ENCADRE-L'élection présidentielle grecque

mardi 9 décembre 2014 18h48
 

ATHENES, 9 décembre (Reuters) - En décidant d'avancer l'élection présidentielle, le Premier ministre grec, Antonis Samaras, joue son avenir politique sur un vote au suffrage indirect qui risque d'avoir un impact sur la situation économique et sociale de son pays et qui, déjà, nourrit l'incertitude et alimente les tensions sur les marchés financiers.

LE MODE DE SCRUTIN

L'élection présidentielle se jouera en trois tours au maximum, les 17, 23 et 29 décembre. Aucun débat parlementaire n'aura lieu et les députés voteront l'un après l'autre. Il leur sera interdit de faire la moindre déclaration sur leur choix pendant le déroulement du scrutin.
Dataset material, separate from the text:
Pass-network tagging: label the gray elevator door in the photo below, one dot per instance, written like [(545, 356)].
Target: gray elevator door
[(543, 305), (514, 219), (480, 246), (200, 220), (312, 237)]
Antonis Samaras, dont la majorité compte 155 sièges sur 300 à l'unique chambre du Parlement, a besoin de 200 voix s'il veut faire élire son candidat au premier ou au deuxième tour, une majorité des deux tiers qu'il lui sera probablement impossible de réunir.

Un troisième tour devrait donc se tenir le 29 décembre, lors duquel 180 voix (trois cinquièmes du corps électoral) suffiront pour désigner le nouveau président.

Si aucun candidat n'est élu au troisième tour, le Parlement doit être dissous dans les dix jours et des élections anticipées doivent être convoquées. Les législatives grecques se tiennent généralement dans les quatre semaines qui suivent leur convocation.

Le nouveau Parlement dispose ensuite de 20 jours pour tenter à son tour d'élire un président. Dans ce cas, la majorité des trois cinquièmes est suffisante dès le premier tour de scrutin, la majorité simple au troisième.